LeelaChessZero / lc0

The rewritten engine, originally for tensorflow. Now all other backends have been ported here.
GNU General Public License v3.0
2.39k stars 525 forks source link

implement bayesian optimization for parameter tuning #793

Closed wakamex closed 4 years ago

wakamex commented 5 years ago

we already have difficulty tuning existing parameters (as in pr #755), with several new ones just introduced (pr #750), and at least another waiting in pr #791

deepmind and others had success with bayesian optimization for efficient tuning of large numbers of parameters. deepmind optimised between 3 and 8 (deepmind paper)

applied to SF it approximated major piece value (4 params) in less than 10 mins, to only 14 less elo, LOS 25%, see discussion

it seems this could be easily applied to lc0, including upcoming PRs. i'll try to get something working using the linked resources. would be great if anyone else wants to try or share their results.

it also seems possible to me to even distribute trials through the client, centralising results on the server to determine tuned values, and distribute further trials for evaluation, if any. though I know nothing about how the client/server works, and it seems you can get good results locally as well.

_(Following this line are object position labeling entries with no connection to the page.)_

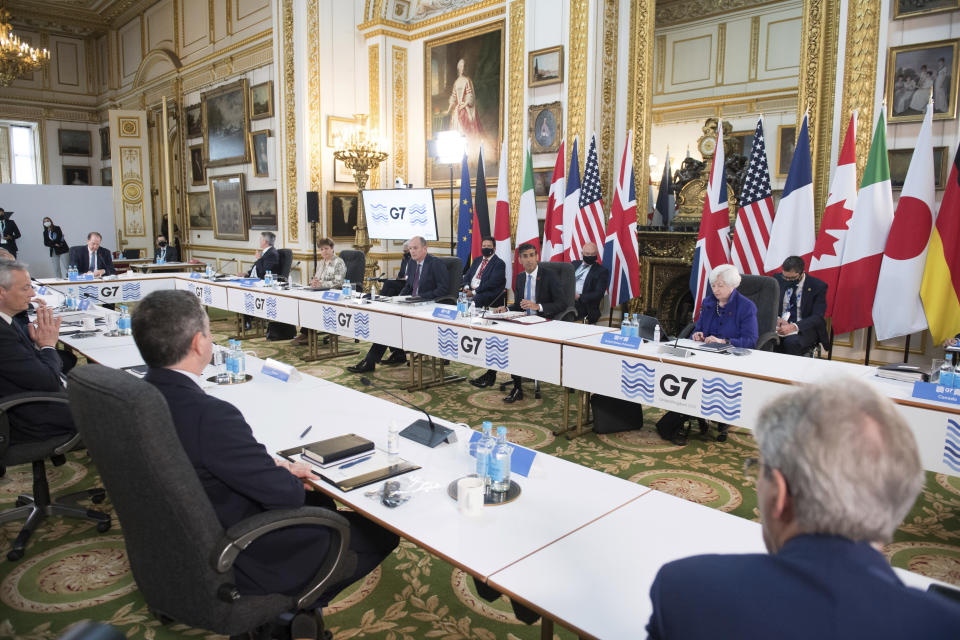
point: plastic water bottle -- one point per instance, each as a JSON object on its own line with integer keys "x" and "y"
{"x": 124, "y": 323}
{"x": 947, "y": 375}
{"x": 241, "y": 366}
{"x": 484, "y": 452}
{"x": 500, "y": 472}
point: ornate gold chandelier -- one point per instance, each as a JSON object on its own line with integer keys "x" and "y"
{"x": 17, "y": 58}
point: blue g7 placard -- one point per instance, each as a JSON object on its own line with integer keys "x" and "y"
{"x": 445, "y": 314}
{"x": 624, "y": 342}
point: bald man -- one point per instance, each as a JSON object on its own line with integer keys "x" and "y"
{"x": 592, "y": 282}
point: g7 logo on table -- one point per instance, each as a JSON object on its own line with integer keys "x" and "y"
{"x": 471, "y": 344}
{"x": 670, "y": 385}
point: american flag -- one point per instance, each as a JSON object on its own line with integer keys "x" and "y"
{"x": 751, "y": 234}
{"x": 620, "y": 248}
{"x": 588, "y": 226}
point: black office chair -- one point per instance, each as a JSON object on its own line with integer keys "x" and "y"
{"x": 286, "y": 261}
{"x": 356, "y": 264}
{"x": 39, "y": 506}
{"x": 454, "y": 278}
{"x": 565, "y": 274}
{"x": 180, "y": 555}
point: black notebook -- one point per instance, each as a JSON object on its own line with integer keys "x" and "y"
{"x": 333, "y": 449}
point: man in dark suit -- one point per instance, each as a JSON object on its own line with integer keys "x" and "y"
{"x": 92, "y": 258}
{"x": 592, "y": 282}
{"x": 268, "y": 258}
{"x": 164, "y": 252}
{"x": 486, "y": 278}
{"x": 838, "y": 471}
{"x": 803, "y": 301}
{"x": 426, "y": 278}
{"x": 29, "y": 362}
{"x": 241, "y": 479}
{"x": 9, "y": 232}
{"x": 535, "y": 291}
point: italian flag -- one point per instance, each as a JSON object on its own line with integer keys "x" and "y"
{"x": 527, "y": 228}
{"x": 866, "y": 239}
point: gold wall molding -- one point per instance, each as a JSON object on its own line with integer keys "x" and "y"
{"x": 817, "y": 88}
{"x": 639, "y": 96}
{"x": 577, "y": 76}
{"x": 608, "y": 95}
{"x": 290, "y": 119}
{"x": 517, "y": 85}
{"x": 373, "y": 120}
{"x": 314, "y": 137}
{"x": 399, "y": 77}
{"x": 860, "y": 73}
{"x": 452, "y": 26}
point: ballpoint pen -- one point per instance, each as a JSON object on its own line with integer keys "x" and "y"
{"x": 353, "y": 462}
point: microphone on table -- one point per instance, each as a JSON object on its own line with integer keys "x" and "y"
{"x": 422, "y": 431}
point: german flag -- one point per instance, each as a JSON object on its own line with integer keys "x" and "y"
{"x": 940, "y": 290}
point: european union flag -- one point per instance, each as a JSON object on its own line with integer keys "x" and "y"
{"x": 465, "y": 217}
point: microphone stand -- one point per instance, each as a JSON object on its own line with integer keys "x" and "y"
{"x": 422, "y": 431}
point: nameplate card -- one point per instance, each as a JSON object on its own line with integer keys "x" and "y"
{"x": 934, "y": 391}
{"x": 445, "y": 314}
{"x": 624, "y": 342}
{"x": 278, "y": 370}
{"x": 521, "y": 458}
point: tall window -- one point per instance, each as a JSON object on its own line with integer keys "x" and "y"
{"x": 19, "y": 155}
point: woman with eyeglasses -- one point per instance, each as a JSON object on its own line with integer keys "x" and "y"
{"x": 59, "y": 249}
{"x": 725, "y": 315}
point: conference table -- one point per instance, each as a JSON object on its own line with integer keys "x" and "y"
{"x": 722, "y": 387}
{"x": 579, "y": 546}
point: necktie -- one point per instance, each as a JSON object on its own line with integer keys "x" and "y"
{"x": 415, "y": 288}
{"x": 528, "y": 295}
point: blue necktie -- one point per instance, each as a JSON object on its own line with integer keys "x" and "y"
{"x": 528, "y": 294}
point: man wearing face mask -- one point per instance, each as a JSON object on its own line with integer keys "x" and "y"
{"x": 8, "y": 233}
{"x": 164, "y": 252}
{"x": 486, "y": 279}
{"x": 592, "y": 282}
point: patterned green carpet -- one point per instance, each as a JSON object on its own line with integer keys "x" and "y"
{"x": 72, "y": 573}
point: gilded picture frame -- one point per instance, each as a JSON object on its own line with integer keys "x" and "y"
{"x": 261, "y": 100}
{"x": 913, "y": 72}
{"x": 463, "y": 91}
{"x": 545, "y": 66}
{"x": 226, "y": 121}
{"x": 545, "y": 127}
{"x": 228, "y": 201}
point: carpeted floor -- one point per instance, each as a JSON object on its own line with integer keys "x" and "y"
{"x": 72, "y": 573}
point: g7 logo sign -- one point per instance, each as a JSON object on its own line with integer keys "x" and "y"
{"x": 470, "y": 344}
{"x": 670, "y": 385}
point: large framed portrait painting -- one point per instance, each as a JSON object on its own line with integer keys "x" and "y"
{"x": 225, "y": 125}
{"x": 464, "y": 93}
{"x": 229, "y": 203}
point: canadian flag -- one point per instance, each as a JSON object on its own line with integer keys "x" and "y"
{"x": 828, "y": 250}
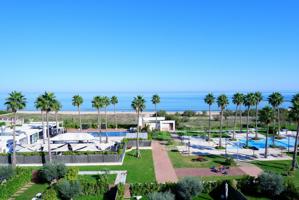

however deepmind seems confident tuning greatly improved training, not just match play, by applying it between subsequent versions. from the paper (my emphasis):

3.2 Task 2: Tuning fast AlphaGo players for data generation We generated training datasets for the policy and value networks by running self-play games with a very short search time, e.g., 0.25 seconds in contrast to the regular search time. The improvement of AlphaGo over various versions depended on the quality of these datasets. Therefore, it was crucial for the fast players for data generation to be as strong as possible. Under this special time setting, the optimal hyper-parameters values were very different, making manual tuning prohibitive without proper prior knowledge. Tuning the different versions of the fast players resulted in Elo gains of 300, 285, 145, and 129 for four key versions of these players.

initial dicussion on leela-zero leela-zero further discussion on fishcooking: fishcooking

jhorthos commented 5 years ago

this is a good idea and i will try to educate myself on what is involved in efficient tuning. we already know of one obvious thing, which is to reduce or eliminate temperature. so far i have used CLOP one by one for some parameters and I can say with some confidence that if we stick with Fpu absolute, -0.7 is a better setting than -1.0.

fischerandom commented 5 years ago

https://github.com/fmfn/BayesianOptimization

Naphthalin commented 4 years ago

currently @kiudee is using his library with a slightly more advanced technique than this for parameter tuning, so we are already doing this -- maybe add some documentation on the process or at least linking to @kiudee's repo?

mooskagh commented 4 years ago

I think that's implemented by @kiudee. Documenting it is probably out of scope of this issue, although it's a good idea.